Re: Mixing OO and DB
From: Bob Badour <bbadour_at_pei.sympatico.ca>
Date: Wed, 14 May 2008 23:51:45 -0300
Message-ID: <482ba547$0$4046$9a566e8b_at_news.aliant.net>
>
>
> It's interesting that the self-aggrandizing ignorant should mention
> minimum spanning trees. Creating a generic procedure for calculating
> minimum spanning trees in SqlServer is on my to-do list as I write.
>
> If one studies the algorithms for minimum spanning trees, one quickly
> sees the task involves no traversals whatsoever.

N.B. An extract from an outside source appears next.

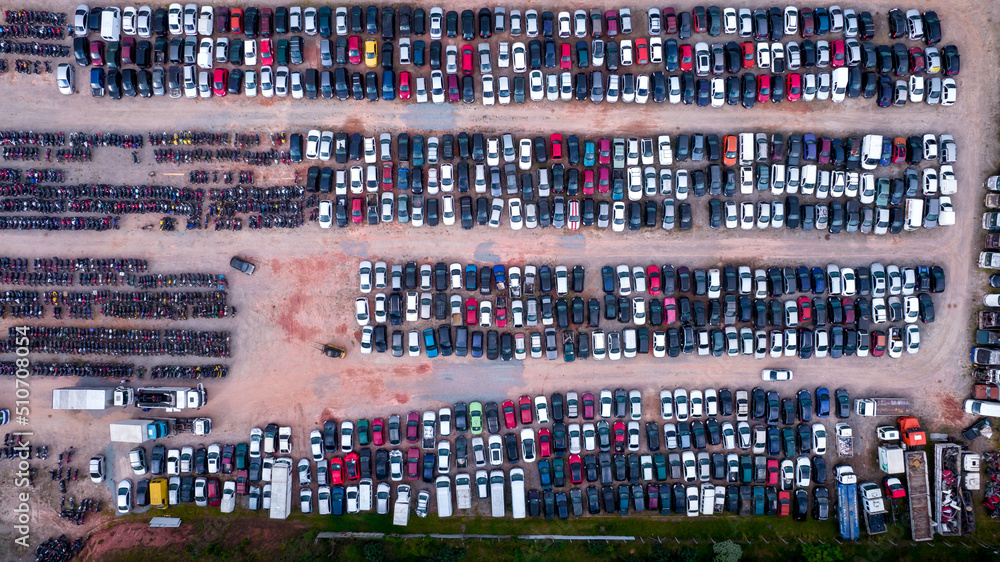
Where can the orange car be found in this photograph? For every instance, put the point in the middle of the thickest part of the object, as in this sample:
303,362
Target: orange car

In fact, one generally
> creates the MST as a precursor to some sort of traversal, and the
> algorithms themselves are specified in terms of sets, which makes them
> ideal for implementing relationally.
>
> At the moment, I lean toward Kruskal's algorithm. Mostly, I just don't
> understand Chazelle's algorithm well enough, and I don't have the
> patience to hunt down the remaining details. Plus, it is difficult to
> tease out how Chazelle's approximations might interact with dynamic cost
> functions.
>
> The algorithm relies on a disjoint-set structure, which is just a tuple
> really. One would start by initializing a set of these structures with
> an element for each vertex. Hmmmm... a set of tuples... hmmmm... I
> wonder what sort of variable I could use to hold a set of tuples... I
> think I will use a relvar.
>
> For a general solution we need to associate a cost with each edge.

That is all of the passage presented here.